Working with and as of: 01/12/2022

  • Ubuntu 20.04
  • Docker 20.10.7
  • Docker-compose 2.2.3
  • Nvidia Driver 495
  • Cuda 11.5

Introduction

This is a tutorial on how to run hardware acceleration for Jellyfin in a Docker container. If you have never used Jellyfin, it is an alternative to a popular media server called Plex. I recently learned about Jellyfin and have instantly fell in love. There is nothing behind a subscription unlike Plex. For example, you need a subcription to hardware accelerate transcode while it is complete included on Jellyfin.

What is transcoding?

Transcoding takes already compressed (or encoded) content, decompressing (decoding) that content, and then altering and compressing the content again. This is normally done to change the video and audio codec or simply known as format. For video it can be to convert MPEG2 source into H.264.

Difference between hardware acceleration.
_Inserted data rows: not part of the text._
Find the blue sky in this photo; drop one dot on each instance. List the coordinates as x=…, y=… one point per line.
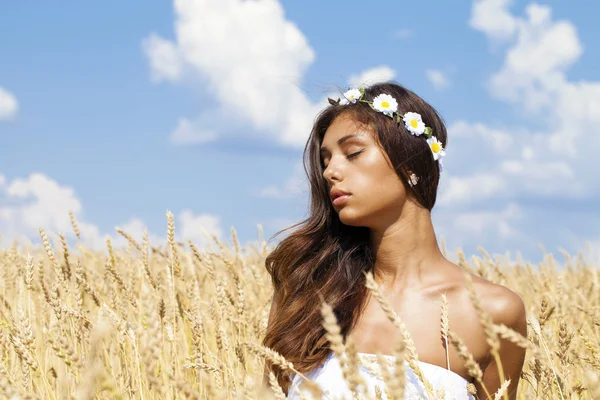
x=124, y=110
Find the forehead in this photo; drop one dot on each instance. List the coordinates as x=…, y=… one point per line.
x=343, y=129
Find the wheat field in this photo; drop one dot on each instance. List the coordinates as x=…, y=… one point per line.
x=171, y=321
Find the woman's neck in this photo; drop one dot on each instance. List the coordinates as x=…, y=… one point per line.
x=405, y=249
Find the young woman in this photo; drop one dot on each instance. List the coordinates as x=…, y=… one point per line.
x=374, y=161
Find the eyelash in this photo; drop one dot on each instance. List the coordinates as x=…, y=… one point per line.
x=350, y=156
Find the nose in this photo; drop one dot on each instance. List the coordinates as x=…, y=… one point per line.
x=332, y=174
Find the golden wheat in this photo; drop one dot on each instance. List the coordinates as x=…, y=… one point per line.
x=174, y=321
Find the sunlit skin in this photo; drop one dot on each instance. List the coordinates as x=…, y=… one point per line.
x=410, y=267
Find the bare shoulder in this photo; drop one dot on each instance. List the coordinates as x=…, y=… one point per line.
x=504, y=305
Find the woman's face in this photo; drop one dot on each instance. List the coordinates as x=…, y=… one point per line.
x=360, y=167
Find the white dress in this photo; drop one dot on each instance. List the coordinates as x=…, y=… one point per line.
x=329, y=377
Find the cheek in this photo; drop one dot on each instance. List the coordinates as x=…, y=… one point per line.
x=381, y=184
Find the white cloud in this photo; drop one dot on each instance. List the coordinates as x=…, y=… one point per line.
x=187, y=133
x=438, y=79
x=9, y=106
x=373, y=75
x=250, y=58
x=165, y=63
x=40, y=202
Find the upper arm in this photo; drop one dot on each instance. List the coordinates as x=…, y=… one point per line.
x=509, y=310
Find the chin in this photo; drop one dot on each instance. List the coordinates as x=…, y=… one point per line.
x=350, y=218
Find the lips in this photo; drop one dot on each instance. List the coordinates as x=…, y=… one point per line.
x=335, y=193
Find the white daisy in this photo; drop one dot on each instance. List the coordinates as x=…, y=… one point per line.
x=352, y=95
x=413, y=179
x=414, y=123
x=436, y=148
x=386, y=104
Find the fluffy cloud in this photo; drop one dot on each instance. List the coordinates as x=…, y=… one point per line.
x=498, y=165
x=248, y=55
x=438, y=79
x=9, y=105
x=40, y=202
x=533, y=78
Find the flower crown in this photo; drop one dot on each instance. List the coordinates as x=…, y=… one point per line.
x=388, y=105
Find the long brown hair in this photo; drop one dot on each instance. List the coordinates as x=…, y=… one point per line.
x=323, y=258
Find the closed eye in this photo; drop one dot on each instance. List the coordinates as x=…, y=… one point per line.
x=349, y=157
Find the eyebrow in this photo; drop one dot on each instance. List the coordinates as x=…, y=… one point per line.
x=341, y=140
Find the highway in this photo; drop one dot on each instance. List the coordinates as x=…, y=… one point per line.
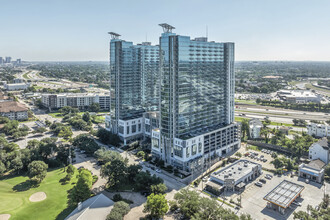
x=277, y=114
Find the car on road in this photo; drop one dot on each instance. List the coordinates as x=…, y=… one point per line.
x=296, y=203
x=269, y=175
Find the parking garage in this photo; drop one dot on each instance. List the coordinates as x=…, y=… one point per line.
x=283, y=195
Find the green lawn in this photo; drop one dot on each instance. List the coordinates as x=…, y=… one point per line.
x=17, y=204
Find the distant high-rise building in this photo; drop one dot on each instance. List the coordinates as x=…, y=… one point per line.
x=8, y=60
x=196, y=101
x=134, y=80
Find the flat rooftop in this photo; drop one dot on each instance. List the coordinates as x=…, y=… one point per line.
x=236, y=170
x=284, y=194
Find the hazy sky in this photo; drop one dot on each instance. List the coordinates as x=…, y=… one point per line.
x=76, y=30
‘Hardware acceleration is the use of computer hardware made to perform some functions more efficiently than in software running on a general-purpose central processing unit (CPU). Any transformation of data or routine that can be computed can be calculated purely in software running on a generic CPU, purely in custom-made hardware, or in some mix of both.’ Wikipedia

Now onto the steps!

This install will be based on Ubuntu 20.04 LTS. You will need Docker version greater than 19.X and docker compose version greater than 1.28.X. Below are all the commands to get going. The gist is installing docker, installing a compatible version of docker-compose, installing the nvidia container toolkit and driver version. Then getting the nfs-common so we can mount to a local NAS NFS share. After that all we would have to do is create the compose yaml and environment file. Once all that is done, you can reboot, then create your container!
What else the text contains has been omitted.